Now compare your new list of businesses with your list of skills and interests. Are there any matches?

If not, begin to look for ways in which the trends you identified intersect. For example, one trend I've mentioned is the aging of the baby boomer generation, which means that there will soon be a large number of people who will likely need more medical care as they age. Another trend is the move toward managed care, which has meant that patients tend to get sent home from the hospital earlier and earlier. Thus, you might conclude that a good opportunity exists in the coming years for providing at-home services for those recovering from surgery or other medical procedures.

Can you find other places where they intersect? The more you can find that intersect in the same place, the better it is. Therefore, if you can find a place where three or even four trends intersect, you may have just stumbled on to a great business opportunity.

But don't forget. . . A lot of people who look for business opportunities in trends make the mistake of taking only what might be called the "macro" approach. In other words, they look only for broad trends that apply across the globe or that span the U.S. population. Don't make that same mistake. Don't overlook the "micro" trends, which are those that are occurring within a given market, because they may present you a business opportunity overlooked by everyone else.

The best way for you to identify a micro trend is to focus on the field or industry in which you have the most experience. Are there any trends or movements within your industry that you can point to? Think of specialties or subspecialties within your field that might fit your skills and experience and that you might be able to market to your advantage. For example, if you're an accountant working in a big firm and you notice that a growing number of high-tech companies are moving into your area, you might find an opportunity working for yourself as an accountant who specializes in high-tech companies.

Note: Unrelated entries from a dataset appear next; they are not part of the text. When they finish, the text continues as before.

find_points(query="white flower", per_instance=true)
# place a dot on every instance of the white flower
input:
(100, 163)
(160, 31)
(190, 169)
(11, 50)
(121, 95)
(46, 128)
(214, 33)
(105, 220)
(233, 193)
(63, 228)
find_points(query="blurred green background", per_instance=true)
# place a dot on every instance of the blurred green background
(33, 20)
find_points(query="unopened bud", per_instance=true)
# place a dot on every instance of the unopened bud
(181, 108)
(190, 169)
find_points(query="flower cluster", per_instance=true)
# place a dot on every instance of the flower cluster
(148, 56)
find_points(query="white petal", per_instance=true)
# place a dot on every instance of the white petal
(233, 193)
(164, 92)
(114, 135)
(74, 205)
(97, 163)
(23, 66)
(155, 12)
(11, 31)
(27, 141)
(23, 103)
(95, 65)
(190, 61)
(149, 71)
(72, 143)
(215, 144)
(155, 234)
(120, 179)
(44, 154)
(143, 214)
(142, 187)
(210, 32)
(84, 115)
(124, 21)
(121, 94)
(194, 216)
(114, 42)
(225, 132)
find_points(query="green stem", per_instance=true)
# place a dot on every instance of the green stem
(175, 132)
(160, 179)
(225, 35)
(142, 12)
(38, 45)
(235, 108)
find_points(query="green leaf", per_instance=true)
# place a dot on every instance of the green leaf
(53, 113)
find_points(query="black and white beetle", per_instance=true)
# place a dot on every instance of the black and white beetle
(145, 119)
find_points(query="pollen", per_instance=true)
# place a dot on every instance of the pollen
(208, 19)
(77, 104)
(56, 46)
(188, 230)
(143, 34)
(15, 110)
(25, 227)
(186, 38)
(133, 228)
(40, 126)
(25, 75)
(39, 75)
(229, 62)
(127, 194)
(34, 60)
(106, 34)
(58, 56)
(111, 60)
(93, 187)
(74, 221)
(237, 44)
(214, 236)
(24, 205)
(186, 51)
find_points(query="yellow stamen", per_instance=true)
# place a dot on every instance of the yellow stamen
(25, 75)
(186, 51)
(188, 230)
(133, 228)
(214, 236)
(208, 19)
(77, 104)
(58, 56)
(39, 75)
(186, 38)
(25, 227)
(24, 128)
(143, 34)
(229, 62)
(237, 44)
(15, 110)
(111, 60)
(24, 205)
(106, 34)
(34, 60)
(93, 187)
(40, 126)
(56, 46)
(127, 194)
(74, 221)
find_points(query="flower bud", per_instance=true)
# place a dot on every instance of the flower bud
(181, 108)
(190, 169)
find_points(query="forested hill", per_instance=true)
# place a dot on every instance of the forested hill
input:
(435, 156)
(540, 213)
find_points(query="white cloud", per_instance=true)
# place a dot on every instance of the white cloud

Add those micro trends to your list of other trends. Does anything jump out at you? If not, keep plugging away. You can always add to your list of interests by taking classes and by acquiring new skills. And continue to keep a close eye out for new and emerging trends. If you're sharp enough, you may even spot a trend before it happens, which is where the real money is.

Just don't give up. Think ahead a few years to the moment when a friend walks up to you, pats you on the back, and says "I wish I had thought of that."